Yeah, I know. But I'm already the weird lady who loves early mornings, so I figure I don't have much to lose in the 'what people think of me' department, so hey.
But it's true. Along with very early in the morning, this is my favourite time of day in these weeks after Christmas. For a few reasons.
One is that it's the part of the day that I call it quits on the 'have tos' part of my list. Unless I happen to have an evening meeting (because, well, there are a lot of volunteer type folks who have day jobs, God bless 'em), I am pretty disciplined about not taking the work day past 4 p.m. So the ritual of closing up shop and lowering the blinds to signal the end of day provides that sense of moving into a more relaxed state of being, ready to start supper preparations and welcome the quieter activities of evening.

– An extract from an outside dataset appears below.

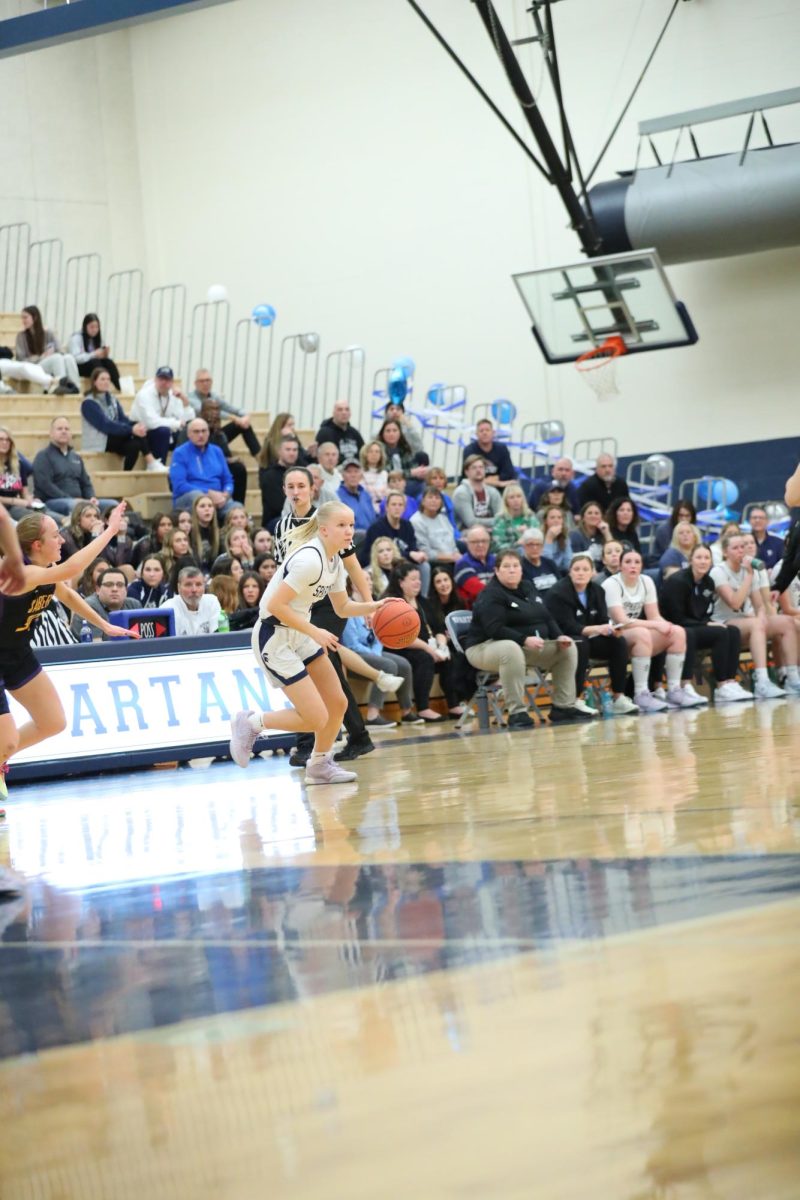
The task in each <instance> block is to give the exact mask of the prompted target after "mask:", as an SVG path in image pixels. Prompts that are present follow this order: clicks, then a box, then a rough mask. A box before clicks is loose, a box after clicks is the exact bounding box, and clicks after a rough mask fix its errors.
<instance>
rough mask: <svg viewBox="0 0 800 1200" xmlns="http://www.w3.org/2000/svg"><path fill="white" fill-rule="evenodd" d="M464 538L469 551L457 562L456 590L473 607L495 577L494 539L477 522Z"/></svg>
mask: <svg viewBox="0 0 800 1200" xmlns="http://www.w3.org/2000/svg"><path fill="white" fill-rule="evenodd" d="M464 540H465V541H467V551H465V553H464V554H462V557H461V558H459V559H458V562H457V563H456V571H455V578H456V590H457V592H458V598H459V600H463V602H464V604H465V605H467V607H468V608H471V607H473V605H474V604H475V601H476V600H477V598H479V595H480V594H481V592H482V590H483V588H485V587H486V584H487V583H488V582H489V581H491V580H492V578H493V577H494V569H495V568H494V564H495V559H494V554H491V553H489V548H491V546H492V539H491V538H489V534H488V532H487V530H486V529H485V528H483V527H482V526H480V524H476V526H473V528H471V529H468V530H467V535H465V539H464ZM517 560H518V559H517ZM521 570H522V568H521Z"/></svg>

Now, of course this would be true any time of the year. But right now, this close to solstice, when 4:00 p.m. also begins the gradual-fade-to-black of the sky, there is a corelated sense of closing in and hunkering down, of being all safe and sound in that sacred place called home. As if the early fade of light wraps around the house and snugs us in.

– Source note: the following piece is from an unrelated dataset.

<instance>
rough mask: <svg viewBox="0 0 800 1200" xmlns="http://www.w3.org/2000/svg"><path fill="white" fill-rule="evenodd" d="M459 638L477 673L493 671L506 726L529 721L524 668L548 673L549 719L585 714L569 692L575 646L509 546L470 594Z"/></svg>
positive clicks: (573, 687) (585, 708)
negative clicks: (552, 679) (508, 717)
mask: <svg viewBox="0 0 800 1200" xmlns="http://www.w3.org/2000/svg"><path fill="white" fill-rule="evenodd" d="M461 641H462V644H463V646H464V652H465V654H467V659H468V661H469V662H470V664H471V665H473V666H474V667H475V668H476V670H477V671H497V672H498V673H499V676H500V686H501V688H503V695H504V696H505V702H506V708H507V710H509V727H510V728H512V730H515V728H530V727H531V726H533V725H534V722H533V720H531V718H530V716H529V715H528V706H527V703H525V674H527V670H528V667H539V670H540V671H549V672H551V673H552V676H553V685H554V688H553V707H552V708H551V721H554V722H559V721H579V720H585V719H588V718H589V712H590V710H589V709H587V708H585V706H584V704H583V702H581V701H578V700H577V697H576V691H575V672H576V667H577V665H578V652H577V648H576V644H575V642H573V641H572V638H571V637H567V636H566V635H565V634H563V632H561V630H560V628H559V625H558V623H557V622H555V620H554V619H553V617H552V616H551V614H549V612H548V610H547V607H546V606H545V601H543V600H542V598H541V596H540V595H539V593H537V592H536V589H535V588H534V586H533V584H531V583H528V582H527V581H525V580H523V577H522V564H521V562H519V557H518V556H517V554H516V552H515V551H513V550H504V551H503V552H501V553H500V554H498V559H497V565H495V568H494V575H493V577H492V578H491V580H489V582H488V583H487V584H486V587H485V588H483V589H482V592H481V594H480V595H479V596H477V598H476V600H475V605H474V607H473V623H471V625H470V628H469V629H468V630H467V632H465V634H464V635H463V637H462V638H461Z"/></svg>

And also, right now, this close to Christmas, there are still lights. And anyways, even much beyond Christmas, into the deeper winter, I keep the lights. Because they are gentle against the harshness of the weather outside, holding their own and being defiantly delicate, and that making a difference somehow.
So here I should say that, yes, I realize my stage of life and the fact that I am not raising children, and not coming home from work, or dealing with a commute, or any of the other rougher ways a work day can end when you're in a different iteration of family, greatly contributes to how I feel about 4 o'clock now. I remember those days. When the kids were young enough and naps were being discarded, and the pre-supper blood sugar drops were catastrophic, we called this 'the arsenic hour.' So, there's that.
I should also say that I get the way the lesser light brings on the drearies, generally speaking. Just checked my weather ap and I don't think there's one of those sunshiney icons until Monday! Yikes. I'll notice that for sure.
But at 4 p.m. or so, it doesn't seem to matter as much. Because the work day is done, and I've lowered the blinds to close out the rest of the crazy world for a while. I can begin the gradual winddown towards a hushed space of cozy love that will soon enough lead me to the blessed rest of sleep.
"In peace I will lie down and sleep,
for you alone, LORD, make me dwell in safety."
Psalm 4:8
Receiving and accepting this sacred space of early winter evenings has become something of a spiritual practice for me over the past few years. Yes it's darker, and yes, let's not neglect our Vitamin D. But giving way to the tender ministrations this time of year, this time of day offers, has increasingly brought good gifts of insight, and reflection, and simple joy, and deep, sustaining contentment.
I write these things wishing it was something I could collect in a mason jar, all sparkling softly and smelling like peace. I wish I could hand it out to whoever needs it, whoever needs to be reminded that the dark days of winter remind us that it's good to hunker down in our souls sometimes, and be quiet in the waiting of it. Because it is a crazy world out there. Cold and sloppy.
So bring on the hush of 4 o'clock, and let the evening begin.